- Theatrical release poster
- Directed by: Mahesh Rao
- Screenplay by: Mahesh Rao
- Story by: M. Saravanan
- Based on: Engaeyum Eppothum
- Produced by: A. Narasimhan
- Starring: Vivek Narasimhan Deepa Sannidhi Anish Tejeshwar Sindhu Lokanath
- Cinematography: Jai Anand
- Edited by: Deepu. S. Kumar
- Music by: V. Harikrishna
- Production company: Sunrise Productions
- Distributed by: Jayanna Films
- Release date: 11 April 2014;
- Running time: 127 minutes
- Country: India
- Language: Kannada

= Endendu Ninagagi =

Endendu Ninagagi is a 2014 Indian Kannada-language drama film directed by Mahesh Rao.
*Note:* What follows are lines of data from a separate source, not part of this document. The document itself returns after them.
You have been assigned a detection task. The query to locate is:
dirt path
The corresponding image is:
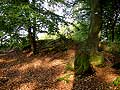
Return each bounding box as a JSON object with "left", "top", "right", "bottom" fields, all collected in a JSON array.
[{"left": 0, "top": 48, "right": 120, "bottom": 90}]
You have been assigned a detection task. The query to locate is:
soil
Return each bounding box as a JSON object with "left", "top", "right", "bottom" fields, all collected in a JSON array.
[{"left": 0, "top": 44, "right": 120, "bottom": 90}]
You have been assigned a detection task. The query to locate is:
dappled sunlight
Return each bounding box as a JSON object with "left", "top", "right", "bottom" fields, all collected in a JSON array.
[
  {"left": 1, "top": 44, "right": 119, "bottom": 90},
  {"left": 19, "top": 64, "right": 32, "bottom": 73},
  {"left": 26, "top": 52, "right": 33, "bottom": 57},
  {"left": 16, "top": 82, "right": 37, "bottom": 90},
  {"left": 0, "top": 58, "right": 17, "bottom": 63},
  {"left": 49, "top": 59, "right": 64, "bottom": 67},
  {"left": 56, "top": 79, "right": 74, "bottom": 90},
  {"left": 1, "top": 0, "right": 120, "bottom": 89},
  {"left": 18, "top": 58, "right": 42, "bottom": 73},
  {"left": 44, "top": 57, "right": 52, "bottom": 62},
  {"left": 67, "top": 49, "right": 76, "bottom": 57},
  {"left": 103, "top": 74, "right": 118, "bottom": 83},
  {"left": 95, "top": 67, "right": 119, "bottom": 83}
]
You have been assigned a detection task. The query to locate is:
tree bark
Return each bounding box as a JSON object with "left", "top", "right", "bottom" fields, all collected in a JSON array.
[
  {"left": 74, "top": 0, "right": 102, "bottom": 76},
  {"left": 88, "top": 0, "right": 102, "bottom": 54},
  {"left": 111, "top": 0, "right": 118, "bottom": 42},
  {"left": 28, "top": 26, "right": 32, "bottom": 50},
  {"left": 27, "top": 0, "right": 38, "bottom": 55},
  {"left": 28, "top": 26, "right": 37, "bottom": 55},
  {"left": 32, "top": 17, "right": 38, "bottom": 54}
]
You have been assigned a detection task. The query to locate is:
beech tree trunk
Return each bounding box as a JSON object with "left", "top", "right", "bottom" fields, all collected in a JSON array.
[
  {"left": 88, "top": 0, "right": 102, "bottom": 53},
  {"left": 74, "top": 0, "right": 102, "bottom": 76}
]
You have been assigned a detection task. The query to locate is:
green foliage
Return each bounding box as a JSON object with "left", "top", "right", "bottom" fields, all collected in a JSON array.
[
  {"left": 100, "top": 0, "right": 120, "bottom": 42},
  {"left": 0, "top": 32, "right": 4, "bottom": 36},
  {"left": 72, "top": 22, "right": 89, "bottom": 42},
  {"left": 113, "top": 77, "right": 120, "bottom": 86},
  {"left": 51, "top": 0, "right": 64, "bottom": 3},
  {"left": 1, "top": 0, "right": 120, "bottom": 57},
  {"left": 72, "top": 30, "right": 87, "bottom": 42},
  {"left": 65, "top": 63, "right": 74, "bottom": 71},
  {"left": 101, "top": 42, "right": 120, "bottom": 54},
  {"left": 56, "top": 74, "right": 72, "bottom": 83},
  {"left": 0, "top": 0, "right": 67, "bottom": 50},
  {"left": 109, "top": 42, "right": 120, "bottom": 54}
]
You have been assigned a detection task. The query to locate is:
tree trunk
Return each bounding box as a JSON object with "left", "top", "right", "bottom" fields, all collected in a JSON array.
[
  {"left": 32, "top": 18, "right": 38, "bottom": 54},
  {"left": 27, "top": 0, "right": 38, "bottom": 55},
  {"left": 28, "top": 26, "right": 32, "bottom": 51},
  {"left": 74, "top": 0, "right": 102, "bottom": 76},
  {"left": 88, "top": 0, "right": 102, "bottom": 54},
  {"left": 32, "top": 0, "right": 38, "bottom": 55},
  {"left": 28, "top": 26, "right": 37, "bottom": 55},
  {"left": 111, "top": 0, "right": 118, "bottom": 42}
]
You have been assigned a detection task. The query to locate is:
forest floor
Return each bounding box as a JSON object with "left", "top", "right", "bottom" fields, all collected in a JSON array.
[{"left": 0, "top": 42, "right": 120, "bottom": 90}]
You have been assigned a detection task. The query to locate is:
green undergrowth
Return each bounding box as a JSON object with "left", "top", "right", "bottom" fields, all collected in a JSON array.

A remake of the Tamil film Engaeyum Eppothum, it features newcomer Vivek Narasimhan, Deepa Sannidhi, Anish Tejeshwar and Sindhu Lokanath in the lead roles.

==Cast==
- Vivek Narasimhan as Suri
- Deepa Sannidhi as Soumya
- Anish Tejeshwar as Gowtham
- Sindhu Lokanath as Mathura
- Abhaya Simha
- Rashmi Simha
- Karthik Sharma as Karthik

== Production ==
In 2013, Balaji bought the remake rights to Engaeyum Eppothum (2011) and launched his brother-in-law Narasimhan's son Vivek.

==Soundtrack==

| No. | Title | Lyrics | Singer(s) | Length |
|---|---|---|---|---|
| 1. | "Khayile" | Yogaraj Bhat | Tippu | 3:44 |
| 2. | "Nee Jothe" | A. P. Arjun | Sonu Nigam | 4:02 |
| 3. | "Kuri Mari" | A. P. Arjun | V Harikrishna | 4:09 |
| 4. | "Yenu Mathadade" | Yogaraj Bhat | Vani Harikrishna | 3:38 |
| Total length: |  |  |  | 19:17 |

==Critical reception==
The Times of India gave it 3 stars out of 5 and called it "a compact film worth watching at least once". The New Indian Express wrote that director Mahesh Rao "tells us a tragic tale of love and fate with great sensitivity and that he has managed to retain much of the melodrama of the original flick in his remake". Sify wrote, "The story and screenplay is definitely impressive and the director has to be credited for sketching the movie in the right way" and called the film "definitely worth a weekend".